If we contrast now a preposition with an adverb, the adverb never has an object. There is no such thing as an object of an adverb. When I got back from the lake and walked up to the door of my house, I walked in. The word in is working with the verb to tell you where I walked, and so it functions nicely as an adverb all by itself. Had I told you that I walked into my house, I would have been combining the adverb in with the preposition to, thereby making the preposition into, which shows motion over a threshold, that is to say, movement from outside inside. This new prepositional phrase (into with its object house) would have been the adverb telling you where I had walked. To summarize, then, a preposition must have an object, and the two form a phrase that can act as an adjective or an adverb. An adverb never has an object, and works alone.

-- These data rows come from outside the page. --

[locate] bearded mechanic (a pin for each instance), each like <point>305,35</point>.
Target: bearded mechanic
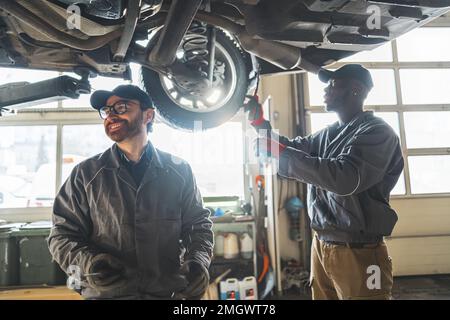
<point>130,221</point>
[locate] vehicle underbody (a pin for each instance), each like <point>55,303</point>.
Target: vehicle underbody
<point>193,47</point>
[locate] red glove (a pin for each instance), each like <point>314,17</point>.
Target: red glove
<point>270,147</point>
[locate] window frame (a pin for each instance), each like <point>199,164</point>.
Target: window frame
<point>61,117</point>
<point>400,108</point>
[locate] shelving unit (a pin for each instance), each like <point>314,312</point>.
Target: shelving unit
<point>240,267</point>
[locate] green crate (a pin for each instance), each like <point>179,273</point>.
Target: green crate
<point>9,258</point>
<point>36,264</point>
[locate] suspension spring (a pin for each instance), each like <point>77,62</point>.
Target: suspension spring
<point>195,47</point>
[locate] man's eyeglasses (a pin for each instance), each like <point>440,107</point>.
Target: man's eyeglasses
<point>120,107</point>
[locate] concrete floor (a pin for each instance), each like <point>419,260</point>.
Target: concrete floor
<point>436,287</point>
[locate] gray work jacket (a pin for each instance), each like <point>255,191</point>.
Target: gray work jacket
<point>350,171</point>
<point>151,228</point>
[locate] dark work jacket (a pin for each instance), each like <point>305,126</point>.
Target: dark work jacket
<point>350,171</point>
<point>151,228</point>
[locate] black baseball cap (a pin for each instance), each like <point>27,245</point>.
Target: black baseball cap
<point>349,71</point>
<point>128,91</point>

Now let’s apply this quick review to the question at hand. There is a category of verbs in English called phrasal verbs. These are formed by taking an existing transitive verb (a verb that has a direct object) and adding an adverb to it in order to form a new verb with a little twist in the meaning. If I give in to temptation, I’m not really saying that I’m giving anything to temptation, but rather that I’m yielding or submitting to it; if I am giving anything, I’m giving myself to temptation, which shows that the preposition to should not be combined with the adverb in: the word in has to remain separate in order to preserve the phrasal verb give in.

But that’s not usually the case when a verb (phrasal or not) is a verb of motion. If I discover when I return from my walk that someone broke into my house, I would be saying first what someone did—entered or trespassed, and then where they did it—into my house. The preposition into (in + to) is correct here because there is indeed motion over a threshold—namely, my front door. One roughly (I say again, roughly) correct, rule-of-thumb test to help decide whether to combine in with to is this: if you find yourself accenting the adverb (don’t give ín to temptation), you probably have a phrasal verb, in which case you keep in and to separate. If instead you accent the verb (I wálked into the garden), combine the two words to form the preposition into.

As you can probably imagine, there’s more to this knotty problem than the few strands we’ve pulled apart here, but what we have learned will get us looking in the right direction to understand it better. What makes this a difficult subject is also something we should always remember about writing: the written word comes after the spoken word. We humans first speak, not write—that adorable newborn we hold in our arms will one day gurgle and burble, not write, back to us—and what we do eventually write is an attempt to transcribe that ever-flowing mental life of our human experience. In writing we become more conscious, more aware of our experience, but in doing so we also stand further from it. That’s where confusion can arise, and sometimes we can work out a compositional problem by speaking a phrase or sentence aloud, the better to return to the living moment that gave it rise.